If you have not had a chance to read Paul’s latest blog Money Supply, Inflation and Rates Have Peaked , it may be a good place to start.

However, the resulting forces of high interest rates have not yet fully impacted the economy. In fact, in their desire to defeat inflationary forces currently in the vicinity of 7%, Central Banks may still have to push rates higher to quash the inflationary psyche that has begun to permeate its way into the consumer’s mind. Don’t forget that their targets for inflation are still 4-5% below the current levels.

There is only one way that this will be rectified and that is through a significant economic slowdown. Once again forgive me for not sugarcoating it, but that is also known as a recession.

The hardest hit will be the household who bought in 2020 or 2021 paying up for over-priced real estate (and in fact pushing prices higher) and borrowing at variable rates slightly above 1%. At the moment their debt servicing costs have tripled! If they were struggling to make payments before, now has to be pretty ugly. In recessions unemployment rates rise. What if these new home owners lose their jobs? How will they cover their debt servicing costs?

Certainly, at best, these consumers will be cutting back on spending. That can’t be good for company earnings, especially in the services sector or technology, travel, consumer durables. I won’t (because forecasting is usually for the optimistic advisor types) begin to predict where stock prices will go on lower earnings, but even with 2022’s price corrections there is still plenty of over-value to current equity markets. Which means everyone should be managing their expectations for the ability of their stock market holdings to give any significant growth in 2023.

Passive balanced portfolios will continue to struggle, although better bond prices should help offset stock market weakness.

Once again, as in 2022, having non-correlated assets (as High Rock does in its Tactical Model and Special Mandate portfolios) will be important to get more growth in a portfolio in order to continue to meet long term growth goals through this next economic period.

As with all recessions, once inflation has been brought back into control, Central Banks will start to ease up on the monetary policy brakes and the cycle will play itself out and a period of growth will return.

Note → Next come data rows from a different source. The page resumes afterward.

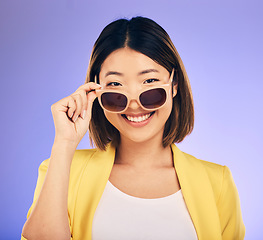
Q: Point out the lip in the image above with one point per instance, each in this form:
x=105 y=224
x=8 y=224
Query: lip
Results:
x=138 y=124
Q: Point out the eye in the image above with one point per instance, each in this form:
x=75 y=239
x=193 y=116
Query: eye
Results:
x=113 y=84
x=151 y=80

However, this cycle may take longer than most investors want and / or have the patience for to run its course, so we must also manage our expectations on timing.

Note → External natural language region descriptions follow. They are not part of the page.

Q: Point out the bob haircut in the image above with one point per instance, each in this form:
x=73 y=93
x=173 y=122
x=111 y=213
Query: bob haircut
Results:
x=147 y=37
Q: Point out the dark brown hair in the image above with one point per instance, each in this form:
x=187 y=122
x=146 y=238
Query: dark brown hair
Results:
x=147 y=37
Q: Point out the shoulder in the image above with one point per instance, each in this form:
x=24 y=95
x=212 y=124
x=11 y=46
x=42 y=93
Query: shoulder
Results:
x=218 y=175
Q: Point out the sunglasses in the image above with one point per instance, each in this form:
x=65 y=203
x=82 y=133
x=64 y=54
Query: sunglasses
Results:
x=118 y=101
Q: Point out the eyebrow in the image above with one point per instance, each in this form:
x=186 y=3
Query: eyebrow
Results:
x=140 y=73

So to all who take the time to read my stuff, thank you. I hope that even though I tend to write less these days, the content is of some reasonable value. As always, please be aware (if you are not High Rock clients) that doing it yourself is an option, but if the current situation is giving you sleepless nights, we are always ready to offer some insight that may alleviate this situation. I would suggest that most, if not all High Rock clients have seen their downside well mitigated through 2022. If your portfolio goes down less, it is a great deal easier to play catch up when growth returns.

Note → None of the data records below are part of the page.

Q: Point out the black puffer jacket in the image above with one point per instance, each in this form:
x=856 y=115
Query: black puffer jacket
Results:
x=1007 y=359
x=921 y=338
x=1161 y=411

At High Rock we support the Pinball Clemons Foundation and in leu of cards and gifts at this time of year, donate to their cause: empowering youth through education by bringing them from the margins to the mainstream. If you are looking for a worthy cause to support, perhaps click on the above link and learn a little more about them or perhaps consider giving them some financial support.

Wishing you all the very best of the season and a happy, healthy and prosperous 2023!